Food and Drug Administration 10903 New Hampshire Avenue Document Control Center - WO66-G609 Silver Spring, MD 20993-0002

December 10, 2014

Intuitive Surgical Incorporated Ms. Crystal Ong Regulatory Affairs 1266 Kifer Road Sunnyvale, California 94086

Re: K142683

Trade/Device Name: 12mm Endoscope and Accessories Regulation Number: 21 CFR 876.1500 Regulation Name: Endoscope and accessories Regulatory Class: Class II Product Code: NAY, KCT Dated: September 18, 2014 Received: September 19, 2014

Dear Ms. Ong:

We have reviewed your Section 510(k) premarket notification of intent to market the device referenced above and have determined the device is substantially equivalent (for the indications for use stated in the enclosure) to legally marketed predicate devices marketed in interstate commerce prior to May 28, 1976, the enactment date of the Medical Device Amendments, or to devices that have been reclassified in accordance with the provisions of the Federal Food, Drug, and Cosmetic Act (Act) that do not require approval of a premarket approval application (PMA). You may, therefore, market the device, subject to the general controls provisions of the Act. The general controls provisions of the Act include requirements for annual registration, listing of devices, good manufacturing practice, labeling, and prohibitions against misbranding and adulteration. Please note: CDRH does not evaluate information related to contract liability warranties.
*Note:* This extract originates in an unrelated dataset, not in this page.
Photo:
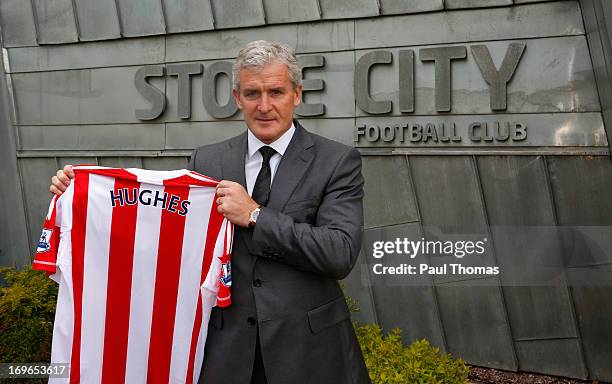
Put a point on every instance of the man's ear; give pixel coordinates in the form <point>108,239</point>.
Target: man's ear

We remind you, however, that device labeling must be truthful and not misleading.

If your device is classified (see above) into either class II (Special Controls) or class III (PMA), it may be subject to additional controls. Existing major regulations affecting your device can be found in the Code of Federal Regulations, Title 21, Parts 800 to 898. In addition, FDA may publish further announcements concerning your device in the Federal Register.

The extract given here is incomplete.